Que comece a romaria...
Está pronta a lampreia... pois bem, se está pronta a lampreia, tanta lampreia comamos nós, que em quatro batalhões o estômago se nos divida”, escreveu Camilo Castelo Branco na crónica “Um episódio em Leça”, publicada no Jornal O Nacional (1849), pois bem, eis-nos chegados à época da lampreia.
Época em que muitos amantes desta requintada iguaria, dão início a uma romaria gastronómica que só acaba em meados de abril. A lampreia é um ciclóstomo de água doce, muito procurado por conceituados gastrónomos e outros apreciadores. Ela brilha nas mesas dos mais afamados restaurantes, que mantêm a secular tradição da sua confeção, atraindo numerosos fiéis num ritual comensal, pois a lampreia é cada vez mais um sinónimo de confraternização.
Não há como negar, no caso deste ciclóstomo, ou se ama ou se detesta, não há meio termo nesta relação, mas, quando se ama, é um caso de amor mesmo a sério. É um daqueles amores que não se consegue explicar, levando quem realmente gosta, a esperar ansiosamente todo o ano pela chegada da época própria em que pode deleitar-se com tão rico (também no preço) manjar. Quando esta chega, há restaurantes prediletos a visitar, por vezes já com mesa marcada de um ano para o outro, noutros casos, há quem tenha mais de um restaurante predileto, nesses casos tem de se fazer um sacrifício, seguir o roteiro e fazer uma visita a cada um e comprovar-se se a confeção continua boa de ano para ano. Tentações há que não vale a pena resistir, é contranatura.
Em Portugal, em especial no Minho, onde no rio Minho, Cávado e Lima, por esta altura, há uma intensa atividade na faina deste peixe, a lampreia é confecionada sobretudo em arroz de lampreia, com uma confeção muito próxima da cabidela, ou à bordalesa, uma espécie de guisado, normalmente acompanhado de arroz e pão torrado, esta receita teve as suas origem na França, mais precisamente na região de Bordéus, daí a designação de “bordalesa”. Há restaurantes no entanto, que a confecionam de escabeche, acompanhada de batata cozinha.

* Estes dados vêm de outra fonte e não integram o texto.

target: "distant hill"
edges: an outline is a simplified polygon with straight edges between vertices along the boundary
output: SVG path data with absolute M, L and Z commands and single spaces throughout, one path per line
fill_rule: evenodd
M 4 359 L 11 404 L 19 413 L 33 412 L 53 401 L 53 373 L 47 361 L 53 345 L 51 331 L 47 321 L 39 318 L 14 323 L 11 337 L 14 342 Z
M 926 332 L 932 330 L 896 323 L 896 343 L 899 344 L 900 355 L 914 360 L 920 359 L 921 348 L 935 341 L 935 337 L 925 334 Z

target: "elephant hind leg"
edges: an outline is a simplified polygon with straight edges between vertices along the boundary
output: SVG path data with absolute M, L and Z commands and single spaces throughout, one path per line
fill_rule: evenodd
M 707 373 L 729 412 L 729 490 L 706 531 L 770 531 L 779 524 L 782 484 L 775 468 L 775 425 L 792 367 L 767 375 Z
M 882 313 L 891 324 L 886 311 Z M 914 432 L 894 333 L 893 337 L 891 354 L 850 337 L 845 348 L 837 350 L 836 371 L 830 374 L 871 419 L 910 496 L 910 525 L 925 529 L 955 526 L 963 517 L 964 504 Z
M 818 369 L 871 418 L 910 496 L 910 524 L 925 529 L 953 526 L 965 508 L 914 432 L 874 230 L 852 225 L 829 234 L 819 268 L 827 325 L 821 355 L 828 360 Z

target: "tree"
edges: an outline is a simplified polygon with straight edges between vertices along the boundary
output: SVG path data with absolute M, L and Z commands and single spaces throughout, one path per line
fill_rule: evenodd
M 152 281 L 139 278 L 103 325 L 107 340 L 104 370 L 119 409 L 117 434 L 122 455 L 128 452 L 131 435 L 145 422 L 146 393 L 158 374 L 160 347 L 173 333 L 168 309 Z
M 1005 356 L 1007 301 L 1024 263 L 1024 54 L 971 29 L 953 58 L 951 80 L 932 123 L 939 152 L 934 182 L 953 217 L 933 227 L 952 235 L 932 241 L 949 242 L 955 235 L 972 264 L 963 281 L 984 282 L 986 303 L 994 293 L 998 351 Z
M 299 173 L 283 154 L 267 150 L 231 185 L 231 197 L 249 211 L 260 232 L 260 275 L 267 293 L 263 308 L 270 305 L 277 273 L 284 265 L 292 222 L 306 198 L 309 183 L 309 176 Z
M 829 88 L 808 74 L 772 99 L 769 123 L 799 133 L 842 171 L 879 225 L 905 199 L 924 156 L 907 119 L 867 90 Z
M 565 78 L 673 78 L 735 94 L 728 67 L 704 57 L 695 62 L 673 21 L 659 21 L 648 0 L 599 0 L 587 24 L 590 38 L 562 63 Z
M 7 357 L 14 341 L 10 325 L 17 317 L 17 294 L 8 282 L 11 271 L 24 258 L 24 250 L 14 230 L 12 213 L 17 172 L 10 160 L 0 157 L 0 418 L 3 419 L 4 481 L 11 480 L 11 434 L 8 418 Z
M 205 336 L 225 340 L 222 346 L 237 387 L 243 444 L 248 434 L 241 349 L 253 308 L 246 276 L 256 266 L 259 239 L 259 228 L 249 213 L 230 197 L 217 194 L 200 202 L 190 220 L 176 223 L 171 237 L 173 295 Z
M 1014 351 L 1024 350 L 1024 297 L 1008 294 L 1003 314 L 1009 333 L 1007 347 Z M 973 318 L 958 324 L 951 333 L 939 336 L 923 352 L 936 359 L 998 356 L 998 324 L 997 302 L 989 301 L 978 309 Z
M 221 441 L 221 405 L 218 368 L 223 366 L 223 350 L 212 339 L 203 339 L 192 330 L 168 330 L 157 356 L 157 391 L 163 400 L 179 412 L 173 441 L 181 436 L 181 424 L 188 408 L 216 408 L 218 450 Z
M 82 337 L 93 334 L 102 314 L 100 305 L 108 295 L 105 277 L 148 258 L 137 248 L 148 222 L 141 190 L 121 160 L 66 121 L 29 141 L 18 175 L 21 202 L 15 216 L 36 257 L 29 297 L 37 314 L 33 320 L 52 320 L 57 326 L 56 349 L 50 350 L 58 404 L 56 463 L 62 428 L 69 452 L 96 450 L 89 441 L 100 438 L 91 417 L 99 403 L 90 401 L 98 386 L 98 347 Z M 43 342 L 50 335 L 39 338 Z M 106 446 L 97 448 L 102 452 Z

Quanto a mim, estou como Camilo, pode ser cozinhada de qualquer maneira, o importante é que seja bem confecionada, em quantidade suficiente para satisfazer o meu palato, com tão delicioso pitéu, então se for acompanhada com um bom vinho do Douro ou Tejo, é a harmonização perfeita. Suspiro pela lampreia do Gaveto, sonho com a lampreia do Carvalheira e vou ao Florêncio acalmar a minha ciclóstima ansiedade.
Escreveu o poeta e gastrónomo António Manuel Couto Viana, no seu livro “Por horas de comidas e bebidas – crónicas gastronómicas, o seguinte: “Já a correnteza das águas que jorram da vizinha Espanha se enfeitam com o aparato das estacas e redes, para prenderem, nas suas malhas, noite adiante, o fugidio ciclóstomo, a tentar disfarçar-se aos rés dos seixos do leito; o chupa-pedras tão apreciada por mim, quando de cabidela, afogado no arroz malandrinho, embebido no seu sangue espesso e escuro (…) Com que gula a mastigo eu, em mesa que ma apresente opípara no arroz do tacho, em grossos toros aromáticos, ou à bordalesa, ou de escabeche, que nestas três artes se mantém ela tentadora e sápida”. A lampreia é, sem dúvida alguma, um dos mais importantes ex-libris gastronómicos da cozinha tradicional minhota.